In his book 'The Green Man' by John Matthews, he gives many ways in which to seek the Green Man and celebrate him. I will share with you the ones I have used, and the ones which have made the greatest impact for me. Much like the Goddess, the God also has many aspects to himself, according to Matthews, the aspect of Spring is "Robin Hood, the Guardian of the Forest".
Green Man dancing
on the May-blossomed Earth
Sings a small song
of the joy of being
"I am the centre,
I reside not in stone,
but in grass, in leaves
behind which smiling
I keep my council"
In my home, hanging always in my room is the small Green Man which came with the package, He is always on the altar whenever I set it up. He watches over the house from his advantage of the front wall and acts as a barrier to the rest of the home.
This statue seems happiest when He is near plants, especially if He is resting in the plants, my bamboo plant seemed to have great difficulty (which it shouldn't it''s like a cactus, you really can't go wrong) growing, I changed the vase it was in, I moved it so that it could be nourished by the light coming into the room, which happened to be closer to the God, it flourished I moved it where it got better light and even though it did well, it didn't do as well as it did before I moved it right on back. (the fae thanked me and my bamboo grew like crazy).
You can do the same as every home has that one spot that no matter how black your thumb, you seem to be able to keep the plants in this spot alive, you can place the God or a symbol of him there, You can also create a sacred space on your altar just for Him, try to use local plants and flora to decorate his space, and help make it more magical use plants that are living not fresh cut.
I also have images of the green man which are made from ceramics which sit outside in the garden during the spring, summer and late fall.

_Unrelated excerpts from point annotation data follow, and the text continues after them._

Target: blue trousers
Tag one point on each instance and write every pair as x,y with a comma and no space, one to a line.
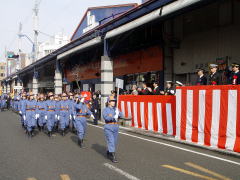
111,135
81,126
50,120
30,120
64,119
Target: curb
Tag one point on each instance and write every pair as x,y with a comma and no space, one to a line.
172,139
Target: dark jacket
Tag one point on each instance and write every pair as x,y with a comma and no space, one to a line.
201,81
215,79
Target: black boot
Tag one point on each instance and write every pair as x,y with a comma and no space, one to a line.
113,157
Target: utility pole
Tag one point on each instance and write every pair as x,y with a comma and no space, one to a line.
35,29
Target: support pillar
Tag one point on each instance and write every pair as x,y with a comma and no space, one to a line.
106,79
58,85
35,83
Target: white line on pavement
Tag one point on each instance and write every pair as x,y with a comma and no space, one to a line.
129,176
176,147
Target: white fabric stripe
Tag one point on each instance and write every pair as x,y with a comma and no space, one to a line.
189,115
135,114
123,108
178,112
129,109
169,119
142,114
150,117
201,116
215,118
159,116
232,119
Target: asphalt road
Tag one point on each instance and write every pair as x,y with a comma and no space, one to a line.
140,157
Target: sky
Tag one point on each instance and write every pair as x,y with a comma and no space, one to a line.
54,16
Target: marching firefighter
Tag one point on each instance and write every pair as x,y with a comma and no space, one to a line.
111,128
234,77
51,112
81,112
30,112
214,77
41,112
201,79
64,113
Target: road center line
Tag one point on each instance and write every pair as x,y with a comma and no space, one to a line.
176,147
119,171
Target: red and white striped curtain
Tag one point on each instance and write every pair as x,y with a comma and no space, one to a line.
209,115
154,113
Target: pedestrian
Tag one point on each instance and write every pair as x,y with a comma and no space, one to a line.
156,90
81,113
111,128
95,109
234,77
201,79
51,112
214,77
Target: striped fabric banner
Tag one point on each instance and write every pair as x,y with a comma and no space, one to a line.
208,115
153,113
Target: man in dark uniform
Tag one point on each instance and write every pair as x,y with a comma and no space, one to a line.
234,77
214,77
202,79
156,90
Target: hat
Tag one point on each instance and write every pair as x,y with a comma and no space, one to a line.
111,98
199,69
213,65
235,65
179,83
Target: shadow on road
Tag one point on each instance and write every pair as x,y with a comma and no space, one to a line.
100,149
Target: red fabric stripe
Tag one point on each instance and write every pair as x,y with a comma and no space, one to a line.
139,115
195,115
223,119
155,120
126,109
208,118
164,118
146,115
183,114
237,141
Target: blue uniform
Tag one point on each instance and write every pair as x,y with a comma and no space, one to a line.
111,128
41,111
81,111
51,112
30,110
64,113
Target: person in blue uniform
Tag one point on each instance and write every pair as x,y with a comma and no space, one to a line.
30,112
201,79
41,112
111,128
64,113
234,76
51,112
81,113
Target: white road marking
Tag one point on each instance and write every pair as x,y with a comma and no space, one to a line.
119,171
176,147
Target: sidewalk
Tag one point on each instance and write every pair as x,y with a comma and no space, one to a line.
171,138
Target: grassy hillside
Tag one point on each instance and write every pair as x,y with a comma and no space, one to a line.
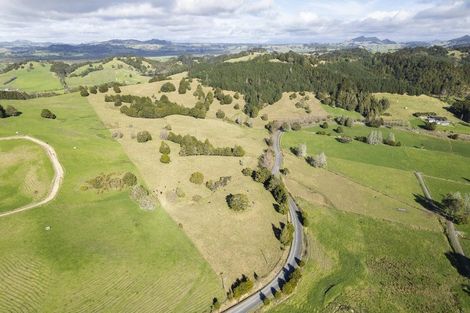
35,78
113,71
102,252
233,243
25,174
359,264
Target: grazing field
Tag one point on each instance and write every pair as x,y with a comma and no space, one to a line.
234,243
25,174
380,178
285,108
31,77
94,252
360,264
113,71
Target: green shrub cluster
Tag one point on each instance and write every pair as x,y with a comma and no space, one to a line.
190,145
237,202
46,113
197,178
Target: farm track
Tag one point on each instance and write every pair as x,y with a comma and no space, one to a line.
58,175
450,227
295,252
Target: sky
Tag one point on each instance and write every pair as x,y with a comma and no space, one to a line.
232,21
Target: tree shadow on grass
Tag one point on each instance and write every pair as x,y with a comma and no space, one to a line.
433,206
460,262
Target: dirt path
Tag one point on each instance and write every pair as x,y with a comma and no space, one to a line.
58,175
450,228
254,301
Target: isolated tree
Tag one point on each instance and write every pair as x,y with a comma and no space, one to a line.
375,137
220,114
129,179
164,148
302,150
11,111
457,206
165,158
143,136
237,202
197,178
46,113
318,161
168,87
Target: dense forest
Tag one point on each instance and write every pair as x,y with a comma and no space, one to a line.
343,78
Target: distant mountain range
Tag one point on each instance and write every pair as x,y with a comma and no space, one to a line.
27,50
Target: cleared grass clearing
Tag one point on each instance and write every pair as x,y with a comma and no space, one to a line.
25,174
402,107
285,108
431,161
38,78
245,58
232,243
363,264
102,253
325,188
113,71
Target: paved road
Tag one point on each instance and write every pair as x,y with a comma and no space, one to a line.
450,228
58,175
295,253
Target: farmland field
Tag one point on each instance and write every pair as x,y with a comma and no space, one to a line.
25,174
242,243
35,78
113,71
352,266
89,251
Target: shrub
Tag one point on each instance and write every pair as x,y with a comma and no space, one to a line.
197,178
237,202
318,161
286,235
129,179
241,287
375,137
103,88
227,99
168,87
180,192
164,148
143,136
344,139
84,92
220,114
430,126
45,113
296,126
247,171
165,159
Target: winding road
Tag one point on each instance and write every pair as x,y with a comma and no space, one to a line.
295,253
58,175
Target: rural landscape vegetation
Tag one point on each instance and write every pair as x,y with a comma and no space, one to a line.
160,176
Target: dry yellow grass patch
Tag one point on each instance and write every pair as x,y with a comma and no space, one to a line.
402,107
285,109
233,243
325,188
245,58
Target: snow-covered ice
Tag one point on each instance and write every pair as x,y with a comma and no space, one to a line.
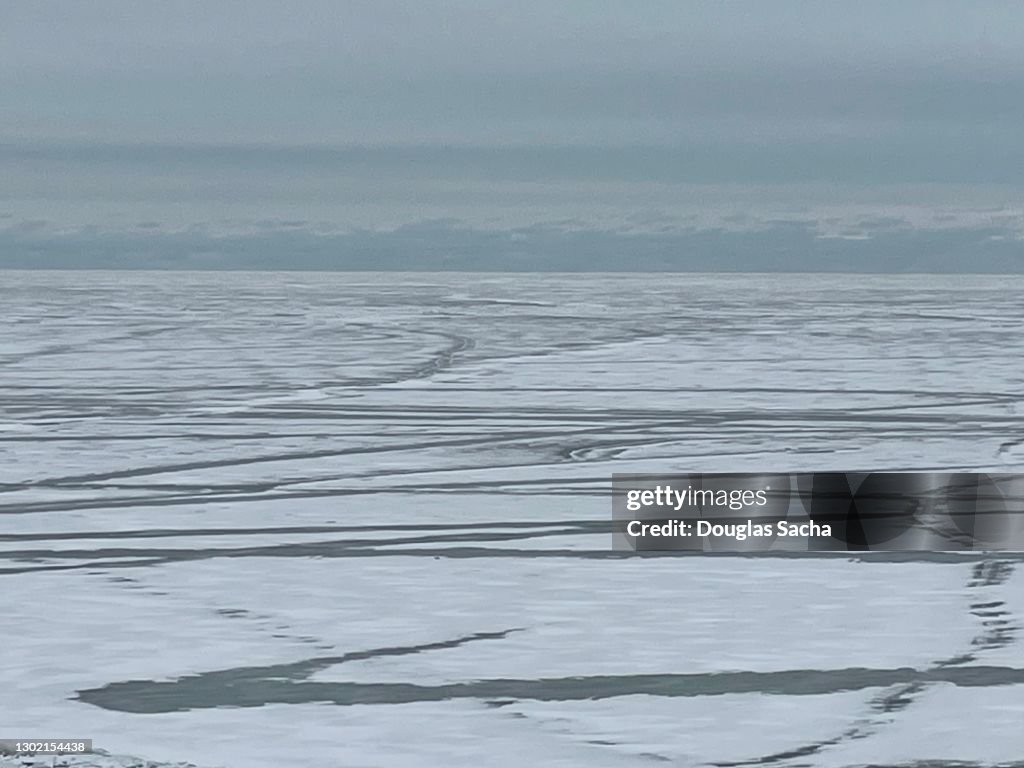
364,519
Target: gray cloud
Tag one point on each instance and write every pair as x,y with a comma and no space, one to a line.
352,117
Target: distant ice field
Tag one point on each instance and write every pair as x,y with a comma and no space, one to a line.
254,520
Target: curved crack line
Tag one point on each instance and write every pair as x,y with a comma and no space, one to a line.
997,631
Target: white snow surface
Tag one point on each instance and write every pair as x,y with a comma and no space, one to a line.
360,519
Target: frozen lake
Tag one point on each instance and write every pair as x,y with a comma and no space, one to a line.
255,520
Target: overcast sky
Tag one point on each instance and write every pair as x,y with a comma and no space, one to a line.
226,117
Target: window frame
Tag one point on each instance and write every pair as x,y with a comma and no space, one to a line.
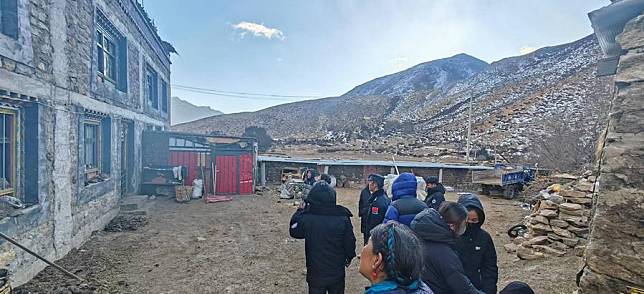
164,96
153,88
13,150
103,55
97,148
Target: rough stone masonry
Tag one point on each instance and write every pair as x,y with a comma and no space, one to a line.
72,116
613,258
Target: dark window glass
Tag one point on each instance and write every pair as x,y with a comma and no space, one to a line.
91,145
7,151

Even if you only have a small space, then make the most of it, by placing a small figure of the green man or something you have made there along with your plants and you will notice them flourishing.
According to the Fairy Ring tarot, the other aspect of Spring, which John also referenced, is the Woodwose, which also where the Green Man stems from, one of the early images is from 1250 in Norway from a piece called the King's Mirror.(image above).
The Woodwose is the raw primal energy of the forest., sometimes called a wildman or a woodwouse. They are powerful spirits who hide from human contact, their basic appearance is naked, with long shaggy beards, & hair,& they normally don't speak.
Within the Celtic myths their are several Woodwose, including the High King of Ulster who was driven mad, and he roamed the forest as a wild man, "The Madness of Sweeney" if we look to the Arthurian legends, Merlin at one point became a woodwose, after losing a battle.
"The Welsh told a similar story about Myrddin Wyllt, the origin of the Merlin of later romance. In these stories Myrddin is a warrior in the service of King Gwenddoleu ap Ceidio at the time of theBattle of Arfderydd. When his lord is killed at the battle, Myrddin takes to the Caledonian Forest in a fit of madness which bestows him with the ability to compose prophetic poetry; a number of later prophetic poems are attributed to him."
Much like the shaman of many cultures, Merlin was able to gain powers by returning to the forest and secluding himself for a time from the regular society. to see the Woodwose, is a call to embrace the wildness of your own spirit, to harness it for change. It's a desire to leave behind the known and seek out the unknown. He is gust of fresh air, and indicates the rejection of established values (which may not be your own values) and the optimism of a life overturned. Changes are coming embrace them.
You can also check out John Matthews other books "The Quest for the Green Man" which has several different ways in which you can incorporate the Green man into your life.